可曼達只拒絕了蒼狼人一次,他們就動真格的了。
好在曼達在蒼狼國安插了探子,敵軍距離邊境還有五天的行程,曼達把所有政務交代給了龍格森,獨自一人去了黑水城。
艾爾猛的城堡還是老樣子,里面有數不清的俊男美女,所有的女人幾乎都挺著肚子。
跟曼達相處了這么多年,從一開始的欺騙和愚弄,到后來的畏懼和順從,直到今日,艾爾猛雖仍未放下戒備,但兩人之間已然有了一些信任。

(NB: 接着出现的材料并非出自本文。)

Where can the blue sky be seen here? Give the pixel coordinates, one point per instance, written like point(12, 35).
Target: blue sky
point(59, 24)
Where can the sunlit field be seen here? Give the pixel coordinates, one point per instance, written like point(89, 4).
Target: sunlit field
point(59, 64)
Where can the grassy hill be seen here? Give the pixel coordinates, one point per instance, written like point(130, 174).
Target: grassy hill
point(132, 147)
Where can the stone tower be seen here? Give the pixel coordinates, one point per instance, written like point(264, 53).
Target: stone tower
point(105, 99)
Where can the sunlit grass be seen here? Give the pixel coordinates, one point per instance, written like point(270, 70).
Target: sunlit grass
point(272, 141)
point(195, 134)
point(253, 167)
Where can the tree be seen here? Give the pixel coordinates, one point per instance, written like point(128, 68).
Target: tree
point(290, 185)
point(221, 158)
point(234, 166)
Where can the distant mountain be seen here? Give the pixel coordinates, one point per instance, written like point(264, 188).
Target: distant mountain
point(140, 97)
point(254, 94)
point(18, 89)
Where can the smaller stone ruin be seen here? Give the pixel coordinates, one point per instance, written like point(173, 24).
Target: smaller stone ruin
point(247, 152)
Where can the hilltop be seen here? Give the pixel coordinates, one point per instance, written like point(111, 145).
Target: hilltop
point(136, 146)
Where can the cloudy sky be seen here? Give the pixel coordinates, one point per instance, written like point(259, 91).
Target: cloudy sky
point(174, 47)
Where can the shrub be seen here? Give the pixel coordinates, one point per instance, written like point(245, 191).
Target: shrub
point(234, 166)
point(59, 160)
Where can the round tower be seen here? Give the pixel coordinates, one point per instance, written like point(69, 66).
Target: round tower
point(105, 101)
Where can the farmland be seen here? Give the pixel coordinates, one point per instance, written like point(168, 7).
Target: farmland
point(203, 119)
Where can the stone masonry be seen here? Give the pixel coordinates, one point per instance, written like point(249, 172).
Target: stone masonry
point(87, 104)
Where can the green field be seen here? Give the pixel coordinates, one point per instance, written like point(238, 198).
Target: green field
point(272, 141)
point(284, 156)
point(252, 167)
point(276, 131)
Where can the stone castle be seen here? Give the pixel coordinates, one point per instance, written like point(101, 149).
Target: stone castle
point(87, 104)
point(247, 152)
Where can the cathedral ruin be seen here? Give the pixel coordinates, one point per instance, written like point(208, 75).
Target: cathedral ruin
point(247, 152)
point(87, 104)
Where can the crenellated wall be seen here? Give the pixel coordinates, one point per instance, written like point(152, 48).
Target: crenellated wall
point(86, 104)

得知蒼狼大軍將至,艾爾猛頗感意外:“是我疏忽了,離這里不過五天路程,我的探子竟然沒收到一點消息,不過這事也不用太擔心,草原開始返青了,現在正是放牧的好時機,蒼狼人沒心思打仗,給他們點金幣就能打發。”
曼達笑道:“有你這句話就放心多了,我真心不想和他們打仗,你覺得給他們多少合適?”
“那得看帶兵的是誰,南邊的將領的會貪心一點,北邊的將領更好對付,要是遇到了沙漠附近的窮光蛋,給他五千個金幣差不多就能送他回家。”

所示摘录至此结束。